Monday, February 14, 2005

Live Forever?

WELLESLEY, Mass. -- Ray Kurzweil doesn't tailgate. A man who plans to live forever doesn't take chances with his health on the highway, or anywhere else.
As part of his daily routine, Kurzweil ingests 250 supplements, eight to 10 glasses of alkaline water and 10 cups of green tea. He also periodically tracks 40 to 50 fitness indicators, down to his "tactile sensitivity." Adjustments are made as needed. "I do actually fine-tune my programming," he said. The famed inventor and computer scientist is serious about his health because if it fails him he might not live long enough to see humanity achieve immortality, a seismic development he predicts in his new book is no more than 20 years away.
It's a blink of an eye in history, but long enough for the 56-year-old Kurzweil to pay close heed to his fitness. He urges others to do the same in "Fantastic Voyage: Live Long Enough to Live Forever." The book is partly a health guide so people can live to benefit from a coming explosion in technology he predicts will make infinite life spans possible.
Kurzweil writes of millions of blood cell-sized robots, which he calls "nanobots," that will keep us forever young by swarming through the body, repairing bones, muscles, arteries and brain cells. Improvements to our genetic coding will be downloaded via the Internet. We won't even need a heart. The claims are fantastic, but Kurzweil is no crank. He's a recipient of the $500,000 Lemelson-MIT prize, which is billed as a sort of Academy Award for inventors, and he won the 1999 National Medal of Technology Award. He has written on the emergence of intelligent machines in publications ranging from Wired to Time magazine.
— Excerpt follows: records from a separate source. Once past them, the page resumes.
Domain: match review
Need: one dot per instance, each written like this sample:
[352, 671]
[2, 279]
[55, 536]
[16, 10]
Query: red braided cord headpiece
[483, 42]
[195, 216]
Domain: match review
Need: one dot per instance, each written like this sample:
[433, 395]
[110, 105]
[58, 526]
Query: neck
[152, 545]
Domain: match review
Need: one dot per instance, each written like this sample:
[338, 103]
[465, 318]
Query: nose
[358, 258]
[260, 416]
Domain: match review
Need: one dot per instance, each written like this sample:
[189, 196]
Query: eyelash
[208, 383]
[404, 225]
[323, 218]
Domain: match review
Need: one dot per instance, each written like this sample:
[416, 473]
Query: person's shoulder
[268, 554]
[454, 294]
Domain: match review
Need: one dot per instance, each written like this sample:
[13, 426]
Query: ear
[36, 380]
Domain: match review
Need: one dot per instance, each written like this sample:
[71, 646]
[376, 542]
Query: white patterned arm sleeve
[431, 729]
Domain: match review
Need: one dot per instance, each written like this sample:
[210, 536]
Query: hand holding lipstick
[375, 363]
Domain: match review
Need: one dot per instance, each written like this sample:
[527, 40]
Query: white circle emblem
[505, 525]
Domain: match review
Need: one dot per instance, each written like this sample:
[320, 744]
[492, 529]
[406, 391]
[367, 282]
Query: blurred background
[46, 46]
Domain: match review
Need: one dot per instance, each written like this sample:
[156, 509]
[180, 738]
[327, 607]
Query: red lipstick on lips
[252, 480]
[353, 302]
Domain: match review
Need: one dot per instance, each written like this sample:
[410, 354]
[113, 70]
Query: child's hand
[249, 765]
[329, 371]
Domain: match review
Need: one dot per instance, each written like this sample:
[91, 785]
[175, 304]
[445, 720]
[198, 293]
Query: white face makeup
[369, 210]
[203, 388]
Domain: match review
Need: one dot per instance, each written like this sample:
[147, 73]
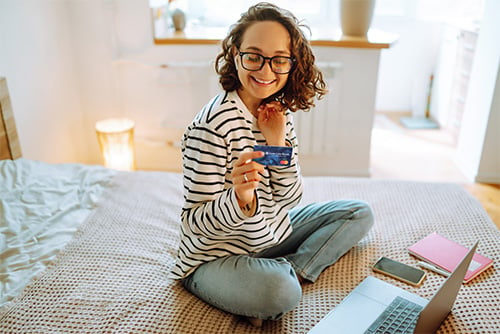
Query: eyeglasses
[254, 62]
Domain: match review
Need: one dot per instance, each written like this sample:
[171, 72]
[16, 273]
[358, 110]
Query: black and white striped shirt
[213, 225]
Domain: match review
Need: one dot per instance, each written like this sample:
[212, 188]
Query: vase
[179, 19]
[356, 17]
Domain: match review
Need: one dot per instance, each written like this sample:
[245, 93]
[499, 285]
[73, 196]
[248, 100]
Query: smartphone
[400, 271]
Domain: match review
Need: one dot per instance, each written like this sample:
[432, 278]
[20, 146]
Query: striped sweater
[213, 225]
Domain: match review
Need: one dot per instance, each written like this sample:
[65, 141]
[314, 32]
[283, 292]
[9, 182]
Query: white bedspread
[41, 206]
[112, 276]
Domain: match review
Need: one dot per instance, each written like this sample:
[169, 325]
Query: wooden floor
[423, 155]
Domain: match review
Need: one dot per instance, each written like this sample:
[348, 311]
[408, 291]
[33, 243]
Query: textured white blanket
[112, 277]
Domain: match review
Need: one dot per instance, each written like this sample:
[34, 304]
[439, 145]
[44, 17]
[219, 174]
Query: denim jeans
[264, 285]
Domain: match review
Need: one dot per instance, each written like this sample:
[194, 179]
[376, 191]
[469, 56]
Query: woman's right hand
[246, 176]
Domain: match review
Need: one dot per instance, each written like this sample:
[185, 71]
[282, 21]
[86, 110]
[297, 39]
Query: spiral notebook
[447, 254]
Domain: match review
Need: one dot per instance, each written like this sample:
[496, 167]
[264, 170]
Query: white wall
[478, 151]
[36, 57]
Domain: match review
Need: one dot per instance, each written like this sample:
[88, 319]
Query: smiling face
[269, 39]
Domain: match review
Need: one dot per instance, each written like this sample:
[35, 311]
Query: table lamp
[116, 140]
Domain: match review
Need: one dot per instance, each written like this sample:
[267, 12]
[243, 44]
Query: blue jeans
[264, 285]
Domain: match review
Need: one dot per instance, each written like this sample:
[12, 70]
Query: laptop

The Christian Science Monitor has called him a "modern Edison." He was inducted into the Inventors Hall of Fame in 2002. Perhaps the MIT graduate's most famous inventions is the first reading machine for the blind that could read any typeface.

1 comment:

walker said...

Suicide, murder and trauma would crash the percentages on this. I think genetic research will top out at 130. I think we will see this in our lifetime. But this guy is a kook.